For the quarter, JPMorgan’s profit fell to US$9.74 billion, or US$3.12 per share.
Revenue rose 10% to US$32.72 billion, helped by a 22% increase in revenue from fixed income trading.
The bank’s adjusted profit was US$3.36 per share, well above analysts’ average estimate of US$2.88, according to Refinitiv data.
Credit Suisse analyst Susan Roth Katzke said “simply put, JPMorgan delivered a solid set of results, from top to bottom”.
“At least equally as important is the evidence of preparedness to manage through whatever turn the macro takes.”
The bank’s net interest income excluding markets rose 51% to US$16.9 billion in the quarter, driven by higher rates.
For the fourth quarter, the bank expects the metric to rise to about US$19 billion.
It set asideUS $808 million in reserves, as the Fed’s interest rate hikes stoke fears of an economic downturn.

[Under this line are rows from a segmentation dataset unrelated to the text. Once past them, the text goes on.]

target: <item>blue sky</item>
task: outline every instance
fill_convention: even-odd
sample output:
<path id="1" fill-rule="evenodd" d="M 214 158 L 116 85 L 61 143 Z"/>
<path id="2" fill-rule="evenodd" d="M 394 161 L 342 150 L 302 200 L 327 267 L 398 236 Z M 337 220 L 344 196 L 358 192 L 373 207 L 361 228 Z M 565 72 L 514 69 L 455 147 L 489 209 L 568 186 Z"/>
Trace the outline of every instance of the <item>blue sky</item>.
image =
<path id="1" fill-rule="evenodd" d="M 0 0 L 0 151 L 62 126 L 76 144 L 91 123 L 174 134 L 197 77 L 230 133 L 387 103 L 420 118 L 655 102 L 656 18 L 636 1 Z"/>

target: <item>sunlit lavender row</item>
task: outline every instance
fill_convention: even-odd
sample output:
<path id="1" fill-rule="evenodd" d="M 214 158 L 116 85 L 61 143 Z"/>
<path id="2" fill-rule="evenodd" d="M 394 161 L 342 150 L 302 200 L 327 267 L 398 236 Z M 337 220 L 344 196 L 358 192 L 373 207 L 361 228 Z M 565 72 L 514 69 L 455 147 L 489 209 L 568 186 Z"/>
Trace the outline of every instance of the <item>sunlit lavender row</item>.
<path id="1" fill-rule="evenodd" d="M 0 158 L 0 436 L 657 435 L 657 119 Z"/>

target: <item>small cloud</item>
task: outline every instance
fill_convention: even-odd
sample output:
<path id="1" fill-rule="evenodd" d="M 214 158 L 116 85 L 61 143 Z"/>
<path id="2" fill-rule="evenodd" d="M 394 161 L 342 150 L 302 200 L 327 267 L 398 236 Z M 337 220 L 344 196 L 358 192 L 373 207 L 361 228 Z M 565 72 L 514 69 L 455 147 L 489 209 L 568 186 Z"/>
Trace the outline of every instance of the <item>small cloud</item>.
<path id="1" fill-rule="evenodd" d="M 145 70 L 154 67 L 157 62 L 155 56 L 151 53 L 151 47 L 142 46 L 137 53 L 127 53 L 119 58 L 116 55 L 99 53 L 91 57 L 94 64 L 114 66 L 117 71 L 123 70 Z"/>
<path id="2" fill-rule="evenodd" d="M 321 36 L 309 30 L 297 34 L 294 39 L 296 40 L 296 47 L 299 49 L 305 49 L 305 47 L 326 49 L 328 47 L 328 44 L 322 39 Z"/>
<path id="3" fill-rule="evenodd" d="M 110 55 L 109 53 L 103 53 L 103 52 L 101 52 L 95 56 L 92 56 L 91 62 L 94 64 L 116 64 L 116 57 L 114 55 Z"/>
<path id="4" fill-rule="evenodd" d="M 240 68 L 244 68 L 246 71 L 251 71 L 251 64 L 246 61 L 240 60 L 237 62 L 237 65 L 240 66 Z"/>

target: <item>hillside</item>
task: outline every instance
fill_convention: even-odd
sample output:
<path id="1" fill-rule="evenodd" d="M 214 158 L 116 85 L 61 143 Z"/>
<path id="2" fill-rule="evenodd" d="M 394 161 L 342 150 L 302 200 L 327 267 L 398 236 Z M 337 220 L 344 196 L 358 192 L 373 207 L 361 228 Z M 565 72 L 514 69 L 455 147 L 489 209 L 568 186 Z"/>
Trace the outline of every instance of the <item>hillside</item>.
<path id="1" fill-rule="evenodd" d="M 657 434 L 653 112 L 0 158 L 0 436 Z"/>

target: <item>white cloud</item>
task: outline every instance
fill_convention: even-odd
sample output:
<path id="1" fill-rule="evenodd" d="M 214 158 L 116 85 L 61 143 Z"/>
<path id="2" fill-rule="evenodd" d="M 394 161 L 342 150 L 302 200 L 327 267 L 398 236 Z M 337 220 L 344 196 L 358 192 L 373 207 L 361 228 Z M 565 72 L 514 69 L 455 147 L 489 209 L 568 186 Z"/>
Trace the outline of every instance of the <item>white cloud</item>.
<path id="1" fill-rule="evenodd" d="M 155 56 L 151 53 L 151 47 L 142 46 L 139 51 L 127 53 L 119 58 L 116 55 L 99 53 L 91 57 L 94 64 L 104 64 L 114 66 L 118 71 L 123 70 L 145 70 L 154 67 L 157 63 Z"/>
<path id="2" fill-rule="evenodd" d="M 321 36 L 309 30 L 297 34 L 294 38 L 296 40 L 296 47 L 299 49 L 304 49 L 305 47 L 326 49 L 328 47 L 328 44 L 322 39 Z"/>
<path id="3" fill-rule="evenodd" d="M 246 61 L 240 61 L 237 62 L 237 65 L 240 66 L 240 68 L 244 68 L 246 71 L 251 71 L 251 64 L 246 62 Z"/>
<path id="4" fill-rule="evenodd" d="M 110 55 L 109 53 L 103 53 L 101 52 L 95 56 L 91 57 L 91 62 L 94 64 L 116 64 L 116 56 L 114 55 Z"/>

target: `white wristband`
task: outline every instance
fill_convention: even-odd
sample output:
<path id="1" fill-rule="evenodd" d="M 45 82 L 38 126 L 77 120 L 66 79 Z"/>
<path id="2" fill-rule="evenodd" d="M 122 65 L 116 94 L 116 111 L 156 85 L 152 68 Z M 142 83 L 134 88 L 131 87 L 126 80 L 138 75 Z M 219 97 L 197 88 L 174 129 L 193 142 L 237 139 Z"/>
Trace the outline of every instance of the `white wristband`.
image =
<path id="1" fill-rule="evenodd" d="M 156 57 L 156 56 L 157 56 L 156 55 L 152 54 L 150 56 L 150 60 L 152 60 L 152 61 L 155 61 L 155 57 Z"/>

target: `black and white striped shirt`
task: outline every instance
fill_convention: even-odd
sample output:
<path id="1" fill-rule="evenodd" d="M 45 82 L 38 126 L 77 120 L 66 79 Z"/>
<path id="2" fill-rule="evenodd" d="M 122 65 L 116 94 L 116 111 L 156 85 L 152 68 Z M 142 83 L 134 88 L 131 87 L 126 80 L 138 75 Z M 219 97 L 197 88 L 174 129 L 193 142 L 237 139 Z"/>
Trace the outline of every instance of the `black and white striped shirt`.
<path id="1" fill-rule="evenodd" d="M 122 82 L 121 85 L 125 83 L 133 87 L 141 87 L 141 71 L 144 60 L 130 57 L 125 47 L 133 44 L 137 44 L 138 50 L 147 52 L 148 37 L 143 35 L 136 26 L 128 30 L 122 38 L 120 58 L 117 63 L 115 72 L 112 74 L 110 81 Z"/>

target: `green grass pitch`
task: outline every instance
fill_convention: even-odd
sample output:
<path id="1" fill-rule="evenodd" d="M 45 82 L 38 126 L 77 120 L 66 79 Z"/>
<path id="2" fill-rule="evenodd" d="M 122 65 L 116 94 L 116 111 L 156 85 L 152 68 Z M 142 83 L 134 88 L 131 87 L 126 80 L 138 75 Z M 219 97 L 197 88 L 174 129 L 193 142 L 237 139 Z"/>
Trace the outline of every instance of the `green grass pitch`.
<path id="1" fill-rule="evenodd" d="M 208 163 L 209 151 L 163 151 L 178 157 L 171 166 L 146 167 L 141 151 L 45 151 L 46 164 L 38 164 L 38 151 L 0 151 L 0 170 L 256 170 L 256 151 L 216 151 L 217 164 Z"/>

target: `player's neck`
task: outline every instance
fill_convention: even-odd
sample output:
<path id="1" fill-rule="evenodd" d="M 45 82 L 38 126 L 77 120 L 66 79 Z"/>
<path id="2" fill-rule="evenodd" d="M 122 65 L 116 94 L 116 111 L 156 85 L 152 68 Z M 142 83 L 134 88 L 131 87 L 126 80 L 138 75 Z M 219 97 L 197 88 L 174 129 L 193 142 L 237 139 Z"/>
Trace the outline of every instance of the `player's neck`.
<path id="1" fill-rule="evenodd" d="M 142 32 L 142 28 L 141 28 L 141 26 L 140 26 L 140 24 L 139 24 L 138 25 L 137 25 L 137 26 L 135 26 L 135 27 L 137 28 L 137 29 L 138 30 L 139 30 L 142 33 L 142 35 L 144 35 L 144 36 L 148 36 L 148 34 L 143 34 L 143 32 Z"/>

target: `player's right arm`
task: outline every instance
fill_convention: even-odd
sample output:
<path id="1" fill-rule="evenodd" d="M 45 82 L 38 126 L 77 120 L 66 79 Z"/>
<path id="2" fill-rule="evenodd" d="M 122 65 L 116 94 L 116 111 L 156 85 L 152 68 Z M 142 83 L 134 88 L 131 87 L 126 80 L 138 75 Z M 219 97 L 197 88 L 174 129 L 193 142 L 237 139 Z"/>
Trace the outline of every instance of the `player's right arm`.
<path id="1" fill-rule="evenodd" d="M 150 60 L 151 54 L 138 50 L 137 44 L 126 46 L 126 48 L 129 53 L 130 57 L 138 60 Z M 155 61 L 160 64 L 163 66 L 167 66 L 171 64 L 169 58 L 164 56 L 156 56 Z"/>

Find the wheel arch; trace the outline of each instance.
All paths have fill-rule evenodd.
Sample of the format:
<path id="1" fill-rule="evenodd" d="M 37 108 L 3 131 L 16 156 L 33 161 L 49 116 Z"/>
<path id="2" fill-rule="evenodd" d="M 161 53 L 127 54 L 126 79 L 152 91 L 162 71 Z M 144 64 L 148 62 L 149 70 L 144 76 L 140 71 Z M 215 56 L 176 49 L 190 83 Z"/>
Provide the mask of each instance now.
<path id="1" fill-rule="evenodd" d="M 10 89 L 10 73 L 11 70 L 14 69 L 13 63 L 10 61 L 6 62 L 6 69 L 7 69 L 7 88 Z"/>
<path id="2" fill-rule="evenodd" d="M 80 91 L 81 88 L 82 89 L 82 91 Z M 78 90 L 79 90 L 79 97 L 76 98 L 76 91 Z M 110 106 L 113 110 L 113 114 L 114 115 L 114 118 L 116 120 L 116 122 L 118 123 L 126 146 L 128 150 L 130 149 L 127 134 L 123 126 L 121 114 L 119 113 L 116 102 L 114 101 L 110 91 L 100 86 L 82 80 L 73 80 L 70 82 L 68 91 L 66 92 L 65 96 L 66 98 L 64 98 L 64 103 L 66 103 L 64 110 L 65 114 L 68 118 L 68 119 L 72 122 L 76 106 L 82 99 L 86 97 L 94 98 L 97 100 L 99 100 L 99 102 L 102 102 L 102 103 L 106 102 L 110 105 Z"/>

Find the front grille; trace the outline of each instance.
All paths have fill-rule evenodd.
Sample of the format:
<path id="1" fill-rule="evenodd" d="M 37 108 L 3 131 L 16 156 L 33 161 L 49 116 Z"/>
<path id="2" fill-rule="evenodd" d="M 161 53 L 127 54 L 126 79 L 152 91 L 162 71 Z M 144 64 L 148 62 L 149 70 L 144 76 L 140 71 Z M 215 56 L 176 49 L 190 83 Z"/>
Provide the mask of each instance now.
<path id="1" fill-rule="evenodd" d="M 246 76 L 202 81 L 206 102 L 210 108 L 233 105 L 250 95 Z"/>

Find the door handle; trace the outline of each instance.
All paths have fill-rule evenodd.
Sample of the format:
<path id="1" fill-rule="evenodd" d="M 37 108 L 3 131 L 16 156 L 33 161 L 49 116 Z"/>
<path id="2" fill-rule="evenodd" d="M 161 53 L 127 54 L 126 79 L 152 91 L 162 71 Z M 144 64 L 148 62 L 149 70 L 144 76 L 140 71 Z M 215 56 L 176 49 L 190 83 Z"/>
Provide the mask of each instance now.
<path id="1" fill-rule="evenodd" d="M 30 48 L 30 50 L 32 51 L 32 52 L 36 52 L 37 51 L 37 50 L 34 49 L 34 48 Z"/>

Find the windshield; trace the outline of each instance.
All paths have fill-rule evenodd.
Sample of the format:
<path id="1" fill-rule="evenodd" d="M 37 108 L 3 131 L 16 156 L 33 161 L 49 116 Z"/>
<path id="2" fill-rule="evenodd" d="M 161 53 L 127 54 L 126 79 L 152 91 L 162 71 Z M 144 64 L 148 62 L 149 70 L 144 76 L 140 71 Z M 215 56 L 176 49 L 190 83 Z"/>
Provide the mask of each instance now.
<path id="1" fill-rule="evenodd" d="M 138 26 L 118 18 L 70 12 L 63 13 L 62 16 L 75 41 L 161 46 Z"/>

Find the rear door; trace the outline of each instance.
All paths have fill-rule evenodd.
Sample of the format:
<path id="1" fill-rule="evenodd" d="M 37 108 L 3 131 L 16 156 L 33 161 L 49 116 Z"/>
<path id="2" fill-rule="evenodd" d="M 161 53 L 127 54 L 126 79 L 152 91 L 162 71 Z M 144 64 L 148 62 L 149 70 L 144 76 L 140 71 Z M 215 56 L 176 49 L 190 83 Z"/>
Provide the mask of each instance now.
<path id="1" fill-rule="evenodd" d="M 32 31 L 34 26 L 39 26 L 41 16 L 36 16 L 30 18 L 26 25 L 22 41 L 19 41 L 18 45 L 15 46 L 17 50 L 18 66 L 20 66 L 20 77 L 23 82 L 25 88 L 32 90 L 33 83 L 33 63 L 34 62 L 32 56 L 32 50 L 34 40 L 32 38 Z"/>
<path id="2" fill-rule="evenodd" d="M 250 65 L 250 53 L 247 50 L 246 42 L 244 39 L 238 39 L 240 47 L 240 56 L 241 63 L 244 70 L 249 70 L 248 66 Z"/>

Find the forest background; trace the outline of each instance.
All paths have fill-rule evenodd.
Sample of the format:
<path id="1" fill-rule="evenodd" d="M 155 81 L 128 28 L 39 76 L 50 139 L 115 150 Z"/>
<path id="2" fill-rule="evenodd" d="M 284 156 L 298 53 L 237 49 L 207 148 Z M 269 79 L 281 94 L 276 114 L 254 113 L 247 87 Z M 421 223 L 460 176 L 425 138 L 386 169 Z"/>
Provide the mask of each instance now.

By comparison, in the same quarter last year, the bank had released US$2.1 billion of reserves.
Revenue from investment banking, one of the bank’s biggest businesses, slumped 43% toUS $1.7 billion as a mix of high inflation and fears of looming recession forced buyers and sellers to hit pause on deals.
The dearth of activity has led to a slump in banks’ fees from underwriting and advising M&A and initial public offerings, contrasting a record run last year.
JPMorgan’s stock has fallen 31% so far this year, underperforming the broader S&P 500 index’s 23% drop in the same period.